Sunday, February 14, 2016


We write narrative grade reports halfway through each semester.  They are attached to progress reports which are sent out by advisers to advisees and their families.

With one for each student, the number of individual comments for any given teacher can get big.  Mine, for this trimester, is something like 85 and I'm not alone.  If each narrative takes no more than five minutes to write (mine feel like they take three to five, but I have not yet taken data) that's still  seven hours of work outside the classroom.  Add half an hour for formatting into delivery systems and I'm looking at an extra day of work.

We all do this.  Everyone brings work home with them.  Teachers more than most (no matter how hard we struggle to avoid this).  But I've worked in places where narratives are not required and I'd never go back.

Narratives, done well, tell parents what parents say they want to know about their kids:  How is he doing in class?  Is she happy?  Are they getting along?  Do they need anything?  Is what we started trying last month working now?
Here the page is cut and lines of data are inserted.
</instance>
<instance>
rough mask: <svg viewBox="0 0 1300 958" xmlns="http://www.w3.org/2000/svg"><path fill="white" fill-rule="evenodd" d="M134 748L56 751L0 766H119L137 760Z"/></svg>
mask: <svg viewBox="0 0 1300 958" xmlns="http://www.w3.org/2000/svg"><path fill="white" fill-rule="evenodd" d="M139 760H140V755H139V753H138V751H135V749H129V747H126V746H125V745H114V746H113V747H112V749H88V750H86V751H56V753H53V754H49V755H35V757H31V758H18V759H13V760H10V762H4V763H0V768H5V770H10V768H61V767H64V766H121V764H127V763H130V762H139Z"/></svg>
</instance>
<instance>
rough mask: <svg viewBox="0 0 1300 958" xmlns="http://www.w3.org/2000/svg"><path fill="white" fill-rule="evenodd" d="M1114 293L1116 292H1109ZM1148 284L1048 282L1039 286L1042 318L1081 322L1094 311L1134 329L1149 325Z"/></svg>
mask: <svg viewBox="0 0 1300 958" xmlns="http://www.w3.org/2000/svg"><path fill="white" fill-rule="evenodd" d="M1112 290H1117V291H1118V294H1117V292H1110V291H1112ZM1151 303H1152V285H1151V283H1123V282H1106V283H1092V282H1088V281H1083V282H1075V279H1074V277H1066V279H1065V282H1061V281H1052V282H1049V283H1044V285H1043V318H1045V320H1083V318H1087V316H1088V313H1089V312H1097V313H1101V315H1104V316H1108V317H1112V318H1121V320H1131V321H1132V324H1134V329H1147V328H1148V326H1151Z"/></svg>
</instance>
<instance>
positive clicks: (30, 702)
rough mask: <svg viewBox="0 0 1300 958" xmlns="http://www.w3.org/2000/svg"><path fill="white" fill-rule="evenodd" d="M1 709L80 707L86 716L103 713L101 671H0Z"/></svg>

Narratives do this better than grades ever could.  The individual attention, connection and clarity that a paragraph about your student can contain--especially when supported by a set of clearly reasoned and recorded measurements according to explicitly laid out standards--leaves more traditional systems in the shade.  The best narratives I've read are *informed* by grades (my teaching partner is regularly the one to nudge me back to the grade sheet as a basis for commentary) but they function as a direct link to what the kid is thinking, doing and learning in a class.  They're a method for guardians to access the experience and intuition of a teacher as well as the direct measurement data that a grade report shares.

Parents ask me how their kid is doing in class all the time.  Narratives make me take that question seriously and answer it honestly.  And when I do my best work, the kid has written their own version of the narrative, which I include as a basis for comment as well.

Narrative take *hours* more work than a simple average or percentage.  They are worth every second.